The app uses many different ways to try and find out what food you are specifically eating so that it can track the amount of calories to the T. The feature that I found that did this the best is the barcode. You can pull up the barcode feature and scan the barcode that is one the item of food you have purchased from the store and it will tell you what the calorie count is from whether you ate half the can of corn or the whole loaf of bread (I promise I didn’t do this even though I love bread).

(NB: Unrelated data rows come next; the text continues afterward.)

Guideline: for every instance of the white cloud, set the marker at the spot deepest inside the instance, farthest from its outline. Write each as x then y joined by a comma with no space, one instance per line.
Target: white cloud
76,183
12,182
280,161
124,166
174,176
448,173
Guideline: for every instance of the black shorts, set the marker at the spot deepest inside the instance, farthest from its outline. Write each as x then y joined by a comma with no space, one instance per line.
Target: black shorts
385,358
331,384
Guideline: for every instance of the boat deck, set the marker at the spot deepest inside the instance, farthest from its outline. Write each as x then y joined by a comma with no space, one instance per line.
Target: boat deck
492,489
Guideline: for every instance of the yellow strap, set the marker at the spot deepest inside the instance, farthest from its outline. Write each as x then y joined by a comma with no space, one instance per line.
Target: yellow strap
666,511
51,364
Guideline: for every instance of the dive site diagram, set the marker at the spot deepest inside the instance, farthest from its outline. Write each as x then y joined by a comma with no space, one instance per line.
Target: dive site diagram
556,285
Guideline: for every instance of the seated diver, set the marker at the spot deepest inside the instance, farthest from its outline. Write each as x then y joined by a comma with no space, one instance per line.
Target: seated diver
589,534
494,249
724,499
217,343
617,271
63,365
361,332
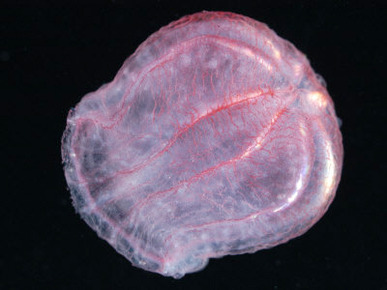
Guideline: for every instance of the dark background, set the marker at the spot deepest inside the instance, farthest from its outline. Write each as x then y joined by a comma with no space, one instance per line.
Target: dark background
54,52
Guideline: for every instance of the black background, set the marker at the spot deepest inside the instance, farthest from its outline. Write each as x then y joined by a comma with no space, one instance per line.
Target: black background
54,52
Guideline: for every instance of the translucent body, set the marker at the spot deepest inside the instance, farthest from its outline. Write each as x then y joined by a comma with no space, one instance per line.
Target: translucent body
215,138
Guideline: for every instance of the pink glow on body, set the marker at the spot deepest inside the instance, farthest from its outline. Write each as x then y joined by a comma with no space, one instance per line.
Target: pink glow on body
216,137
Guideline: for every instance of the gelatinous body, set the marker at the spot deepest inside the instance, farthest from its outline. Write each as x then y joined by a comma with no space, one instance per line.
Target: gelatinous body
216,137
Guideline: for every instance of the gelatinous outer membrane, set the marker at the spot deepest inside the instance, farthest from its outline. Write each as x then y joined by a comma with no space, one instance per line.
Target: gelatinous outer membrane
215,138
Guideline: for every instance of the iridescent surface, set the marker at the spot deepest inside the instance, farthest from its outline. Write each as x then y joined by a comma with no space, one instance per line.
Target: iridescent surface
216,137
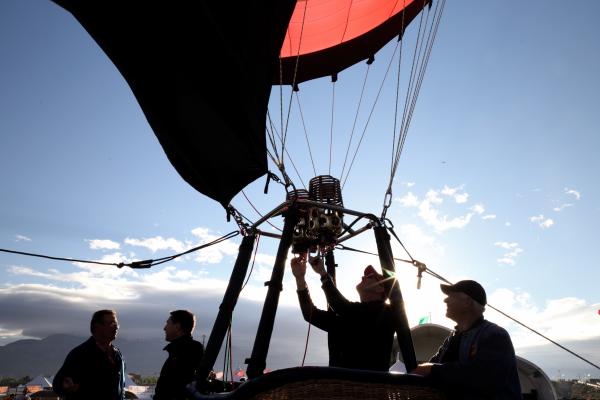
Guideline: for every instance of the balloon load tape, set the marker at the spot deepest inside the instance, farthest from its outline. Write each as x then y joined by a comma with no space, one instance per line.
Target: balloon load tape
318,226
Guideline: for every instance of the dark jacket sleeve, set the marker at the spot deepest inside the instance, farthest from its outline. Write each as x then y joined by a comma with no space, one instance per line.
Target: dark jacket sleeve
336,300
70,368
489,368
324,320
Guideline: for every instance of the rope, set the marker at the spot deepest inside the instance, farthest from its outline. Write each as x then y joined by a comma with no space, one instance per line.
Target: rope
421,57
306,134
252,266
397,89
135,264
331,125
279,164
362,91
258,212
370,115
284,132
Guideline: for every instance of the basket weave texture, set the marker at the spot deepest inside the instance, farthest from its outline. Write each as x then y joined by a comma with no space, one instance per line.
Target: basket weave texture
337,389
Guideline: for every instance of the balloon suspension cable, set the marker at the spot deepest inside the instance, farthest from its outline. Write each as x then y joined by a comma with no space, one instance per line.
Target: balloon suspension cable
258,212
360,99
364,131
333,81
239,219
422,53
279,162
284,130
135,264
306,133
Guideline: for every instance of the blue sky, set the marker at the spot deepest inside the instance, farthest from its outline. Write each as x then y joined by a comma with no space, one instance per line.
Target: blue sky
497,182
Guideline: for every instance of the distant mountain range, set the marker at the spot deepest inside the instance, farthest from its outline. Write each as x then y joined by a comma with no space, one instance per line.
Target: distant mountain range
35,357
44,357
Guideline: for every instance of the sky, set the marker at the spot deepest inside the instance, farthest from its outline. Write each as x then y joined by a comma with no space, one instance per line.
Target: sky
496,182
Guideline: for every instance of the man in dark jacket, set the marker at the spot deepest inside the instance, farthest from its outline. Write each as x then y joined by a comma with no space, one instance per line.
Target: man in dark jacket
361,334
477,361
185,354
94,370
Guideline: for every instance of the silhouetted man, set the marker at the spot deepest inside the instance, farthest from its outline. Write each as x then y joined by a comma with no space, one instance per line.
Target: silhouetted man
185,354
361,334
477,361
94,370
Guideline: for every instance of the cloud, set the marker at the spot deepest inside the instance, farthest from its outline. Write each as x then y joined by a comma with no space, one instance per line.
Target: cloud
478,209
103,244
573,193
409,200
429,208
543,222
157,243
512,252
562,207
566,318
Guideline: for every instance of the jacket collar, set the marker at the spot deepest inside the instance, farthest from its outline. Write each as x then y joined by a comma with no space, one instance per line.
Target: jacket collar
178,342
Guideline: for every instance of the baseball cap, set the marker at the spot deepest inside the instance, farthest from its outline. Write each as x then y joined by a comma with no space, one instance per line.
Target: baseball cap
471,288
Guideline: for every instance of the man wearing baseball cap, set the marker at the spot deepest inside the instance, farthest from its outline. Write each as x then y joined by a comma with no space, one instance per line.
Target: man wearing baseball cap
477,361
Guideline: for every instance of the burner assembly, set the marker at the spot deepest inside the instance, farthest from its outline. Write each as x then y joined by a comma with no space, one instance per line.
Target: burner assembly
317,226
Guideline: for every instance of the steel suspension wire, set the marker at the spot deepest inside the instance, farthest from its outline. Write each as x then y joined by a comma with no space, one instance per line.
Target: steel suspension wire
306,133
135,264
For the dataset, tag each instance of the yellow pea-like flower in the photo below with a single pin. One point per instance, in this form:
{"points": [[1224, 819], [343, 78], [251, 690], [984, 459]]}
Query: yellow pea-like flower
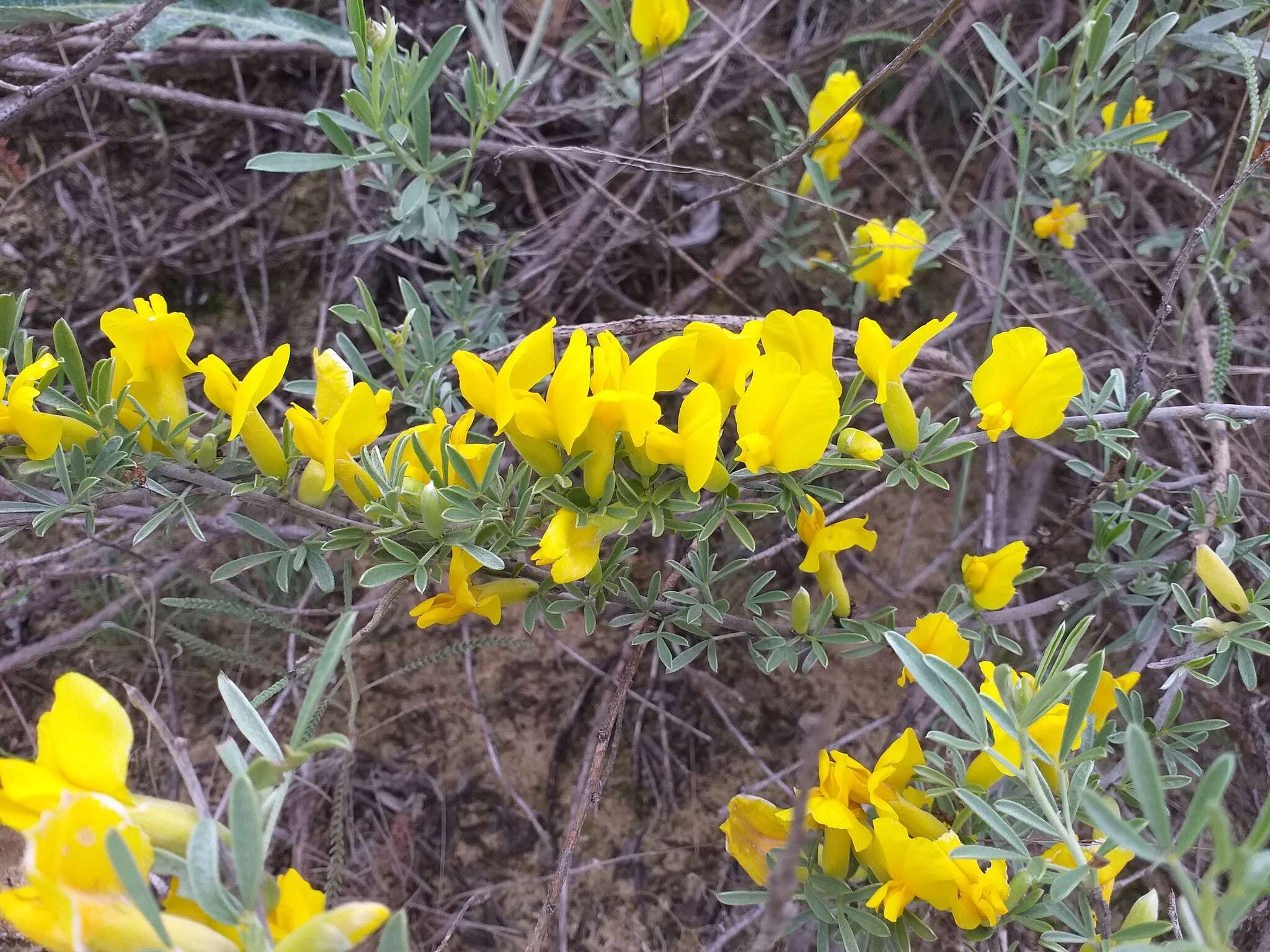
{"points": [[1062, 223], [785, 416], [658, 24], [486, 599], [83, 747], [824, 542], [40, 431], [151, 353], [1023, 387], [573, 550], [938, 635], [832, 150], [241, 399], [695, 446], [752, 831], [991, 578], [1221, 582], [884, 258]]}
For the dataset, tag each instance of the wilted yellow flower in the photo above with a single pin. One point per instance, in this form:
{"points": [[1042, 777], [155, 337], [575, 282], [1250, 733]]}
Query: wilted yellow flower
{"points": [[884, 258], [991, 578], [1062, 223], [657, 24], [1221, 582], [241, 399], [695, 446], [832, 150], [84, 743], [785, 416], [938, 635], [40, 431], [573, 550], [486, 599], [752, 831], [1023, 387], [358, 415], [724, 358], [824, 542]]}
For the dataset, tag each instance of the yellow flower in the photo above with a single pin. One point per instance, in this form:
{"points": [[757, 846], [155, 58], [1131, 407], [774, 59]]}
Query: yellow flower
{"points": [[1221, 582], [241, 399], [695, 446], [74, 901], [429, 434], [358, 415], [884, 258], [859, 444], [938, 635], [1142, 112], [84, 743], [569, 549], [807, 337], [498, 392], [991, 578], [824, 542], [658, 24], [832, 150], [724, 358], [1109, 865], [1062, 223], [883, 362], [752, 831], [982, 894], [486, 599], [41, 432], [908, 867], [150, 351], [1023, 387], [785, 416]]}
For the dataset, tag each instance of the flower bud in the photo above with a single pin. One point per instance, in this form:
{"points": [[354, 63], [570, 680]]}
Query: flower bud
{"points": [[1220, 580], [900, 418], [801, 611], [859, 444]]}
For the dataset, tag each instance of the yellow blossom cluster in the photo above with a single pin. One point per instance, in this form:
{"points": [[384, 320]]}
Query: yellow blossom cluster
{"points": [[73, 796]]}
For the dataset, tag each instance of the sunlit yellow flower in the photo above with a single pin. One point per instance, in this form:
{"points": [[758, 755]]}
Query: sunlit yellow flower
{"points": [[884, 258], [40, 431], [573, 550], [908, 867], [241, 399], [1142, 112], [982, 894], [824, 542], [1221, 582], [84, 743], [752, 831], [429, 436], [724, 358], [991, 578], [1023, 387], [1062, 223], [497, 392], [807, 337], [74, 902], [938, 635], [832, 150], [1109, 865], [358, 415], [150, 351], [859, 444], [488, 599], [658, 24], [785, 416]]}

Here is what the barcode feature looks like:

image-5image-6

 

The biggest thing I learned about this app: it is extremely disheartening. You can look at your favorite unhealthy food like a frozen pizza and see that one slice holds 1,245 calories and you realize you shouldn’t be eating it very often. This is problematic for me because frozen pizzas are not only delicious and one of my favorite foods, but they are also very cheap. You can get a Jack’s brand pizza at the store for around $2-$3. But once I saw the calorie count I was then unsure of how I should approach the next step.

The other thing I found with this app is that it does have the set amount of calories you should be consuming for the day and that should make you want to eat more healthy types of foods, but it also gave me a chance to be sneaky about how I stayed in my budget. I felt like sometimes I could eat whatever I wanted like chips and salsa as long as I played around with how many chips I should be counting out of the bag to get the smallest amount of calories. It is like the other fitness trackers, it’s a mental thing.

While yes, the app is free, as are many other fitness food tracking apps, it’s not worth it. It is more important to just make foods that you know are healthy instead of wasting all that time counting calories and finding out ways to “cheat the system” to be able to buy foods that are unhealthy. The biggest upside to this app was that it was an eye opener for me-it gave me a chance to see that I should move towards a healthier lifestyle through food and exercise.